When I visited Marseille for the first time, I already knew that some of my favorite authors had been here before me. The writer and journalist Joseph Roth, for instance. I had a vague notion of him sitting in the lobby of some grand hotel by the Old Port writing his articles for the Frankfurter Zeitung. Or did he actually come to Marseille seeking shelter from the Nazis, to be right at the port and out of Europe as soon as another World War would erupt? As I knew, Roth foresaw the imminent atrocities much earlier than most of his intellectual contemporaries.
Did Roth visit Marseille frequently? Did he leave any lasting traces in this ancient port town with a modern face? Where exactly did he stay? A quick online search delivers answers in the neat form of an academic paper written in French, reflecting on The Clichés About Marseille Revisited by Joseph Roth. And indeed, my imagination had not tricked me. On his repeated visits in the 1920s and 30s, Roth stayed at the Hôtel Beauvau, overlooking the Old Port. As it turns out the hotel is still in business today—so I jump on a bike and race right down to the Vieux Port to see if I might even find a plaque commemorating the eminent guest.
Negative! The sun-drenched front of the stunning building is now occupied by an American burger chain—no trace of any intellectual history here. But on the other side, right next to the entrance facing Rue Beauvau, barely noticeable above four stars and other badges of high-quality hospitality, I see an inscription listing the names of some illustrious visitors: Alphonse de Lamartine en 1832, Frédéric Chopin et Georges Sand en 1839 sejournerent en cet hôtel! No sign of Joseph Roth, though, nor of any of his famous fate-stricken German-speaking contemporaries.

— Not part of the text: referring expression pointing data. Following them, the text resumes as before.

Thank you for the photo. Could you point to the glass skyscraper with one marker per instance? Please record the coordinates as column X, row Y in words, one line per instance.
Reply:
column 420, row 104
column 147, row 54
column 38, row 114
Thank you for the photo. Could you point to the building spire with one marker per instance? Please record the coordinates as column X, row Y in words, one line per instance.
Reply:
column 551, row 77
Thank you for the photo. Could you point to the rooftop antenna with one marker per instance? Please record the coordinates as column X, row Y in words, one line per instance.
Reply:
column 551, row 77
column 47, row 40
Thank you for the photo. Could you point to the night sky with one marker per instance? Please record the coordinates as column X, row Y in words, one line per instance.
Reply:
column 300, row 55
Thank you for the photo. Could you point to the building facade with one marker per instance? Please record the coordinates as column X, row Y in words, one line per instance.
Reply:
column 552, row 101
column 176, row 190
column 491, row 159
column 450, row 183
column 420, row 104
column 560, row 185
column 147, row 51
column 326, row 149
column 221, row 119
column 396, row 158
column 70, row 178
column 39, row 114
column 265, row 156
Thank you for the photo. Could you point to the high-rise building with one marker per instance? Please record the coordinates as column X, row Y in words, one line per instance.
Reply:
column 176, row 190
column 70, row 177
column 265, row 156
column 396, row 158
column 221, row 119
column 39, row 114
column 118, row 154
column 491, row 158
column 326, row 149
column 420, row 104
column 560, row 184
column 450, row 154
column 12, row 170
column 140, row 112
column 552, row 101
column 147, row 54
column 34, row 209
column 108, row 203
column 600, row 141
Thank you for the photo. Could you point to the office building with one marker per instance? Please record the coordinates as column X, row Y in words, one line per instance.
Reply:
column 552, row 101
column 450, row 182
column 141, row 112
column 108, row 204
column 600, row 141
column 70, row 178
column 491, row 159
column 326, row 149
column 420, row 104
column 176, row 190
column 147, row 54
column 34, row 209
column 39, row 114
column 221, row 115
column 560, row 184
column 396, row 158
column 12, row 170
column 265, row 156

Back at my desk, I check the internet again and find—in Dutch translation—a few letters exchanged between Roth and Stefan Zweig, his fellow writer, friend, and benefactor. Zweig, responding to one of Roth’s letters from the Beauvau, sends a special thank you, honoring the hotel as “one of my favorite places in the world,” where “I once spent two weeks on the 5th floor, working with immense pleasure.” And he adds, in parentheses, “one thinks back to such abodes in a kind of jubilant mood.” (My translation)
Anything but jubilant is the mood of Roth’s own letters from Marseille. How the prolific writer-journalist cries out for help—and considers embarking on a ship to Mexico is interesting enough to cover in another episode of this series.